Marissa puso los ojos en blanco.

—No es ningún chiste —afirmó Robert meneando la cabeza.

—Pero la casualidad de que Wendy y yo suframos de salpingitis tuberculosa es en extremo significativo —replicó Marissa—. Opinamos que es necesario investigarlo. Parece que somos las únicas dispuestas a hacerlo, y a veces hay que correr ciertos riesgos.

Gustave carraspeó.

—Me temo que en este asunto coincido con Robert —alegó—. No podéis pensar seriamente en acceder a los archivos de la clínica. Pese a las motivaciones que tenéis, constituiría un delito.

—Es una cuestión de prioridades —adujo Marissa—. Vosotros los hombres no os dais cuenta de la importancia que puede tener una cosa así. Actuamos con responsabilidad al decidir investigar, y no al revés.

—Creo que deberíamos cambiar de tema —sugirió Wendy.

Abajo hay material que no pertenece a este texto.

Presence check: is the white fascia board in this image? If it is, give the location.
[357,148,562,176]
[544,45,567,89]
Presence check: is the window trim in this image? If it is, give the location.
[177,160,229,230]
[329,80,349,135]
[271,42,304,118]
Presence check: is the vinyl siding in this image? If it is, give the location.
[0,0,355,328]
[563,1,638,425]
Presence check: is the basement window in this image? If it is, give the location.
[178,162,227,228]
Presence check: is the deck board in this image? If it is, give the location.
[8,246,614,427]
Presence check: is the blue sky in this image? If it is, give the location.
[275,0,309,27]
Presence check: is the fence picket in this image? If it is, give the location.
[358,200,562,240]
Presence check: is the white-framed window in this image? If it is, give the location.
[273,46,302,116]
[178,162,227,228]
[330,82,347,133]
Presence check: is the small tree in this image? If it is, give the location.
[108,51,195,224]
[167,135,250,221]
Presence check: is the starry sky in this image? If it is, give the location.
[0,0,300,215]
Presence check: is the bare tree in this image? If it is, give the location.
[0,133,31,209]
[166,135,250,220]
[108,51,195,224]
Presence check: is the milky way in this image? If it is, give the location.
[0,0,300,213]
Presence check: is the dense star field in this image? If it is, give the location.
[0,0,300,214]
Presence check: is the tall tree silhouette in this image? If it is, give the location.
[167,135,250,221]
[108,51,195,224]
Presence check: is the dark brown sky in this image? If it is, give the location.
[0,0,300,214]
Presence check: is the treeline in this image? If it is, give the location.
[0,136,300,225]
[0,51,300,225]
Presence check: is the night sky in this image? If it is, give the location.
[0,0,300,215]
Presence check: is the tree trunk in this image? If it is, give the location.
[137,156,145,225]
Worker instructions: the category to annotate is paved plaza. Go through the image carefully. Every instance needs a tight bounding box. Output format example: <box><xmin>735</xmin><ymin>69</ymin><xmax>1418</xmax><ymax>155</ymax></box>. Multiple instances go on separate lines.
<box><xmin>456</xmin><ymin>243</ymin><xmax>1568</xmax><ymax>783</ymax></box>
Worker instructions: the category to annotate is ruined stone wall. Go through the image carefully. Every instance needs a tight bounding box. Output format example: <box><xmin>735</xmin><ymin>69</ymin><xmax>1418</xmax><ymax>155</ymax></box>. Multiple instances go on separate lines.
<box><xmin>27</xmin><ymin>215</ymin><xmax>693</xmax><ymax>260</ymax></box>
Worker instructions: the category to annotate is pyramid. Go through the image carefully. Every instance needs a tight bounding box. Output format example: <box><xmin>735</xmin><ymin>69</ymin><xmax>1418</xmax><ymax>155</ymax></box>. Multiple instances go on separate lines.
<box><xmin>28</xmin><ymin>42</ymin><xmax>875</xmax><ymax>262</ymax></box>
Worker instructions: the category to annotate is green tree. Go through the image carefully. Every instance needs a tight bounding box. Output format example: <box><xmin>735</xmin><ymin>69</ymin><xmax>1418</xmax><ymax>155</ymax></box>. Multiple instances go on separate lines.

—En cambio yo opino que deberíamos profundizar algo más en él antes de que os metáis en problemas serios —afirmó Gustave.

—¡Cállate, Gustave! —exclamó Wendy.

—Estos cinco casos pueden ser la punta de un iceberg —siguió Marissa—. Como ya he dicho, me recuerda al descubrimiento del síndrome de choque toxémico.

—Esa no es una comparación justa —replicó Robert—. En este caso no ha muerto nadie.

—¿Ah, no? —lo desafió Marissa—. ¿Y qué me dices de Rebecca Ziegler?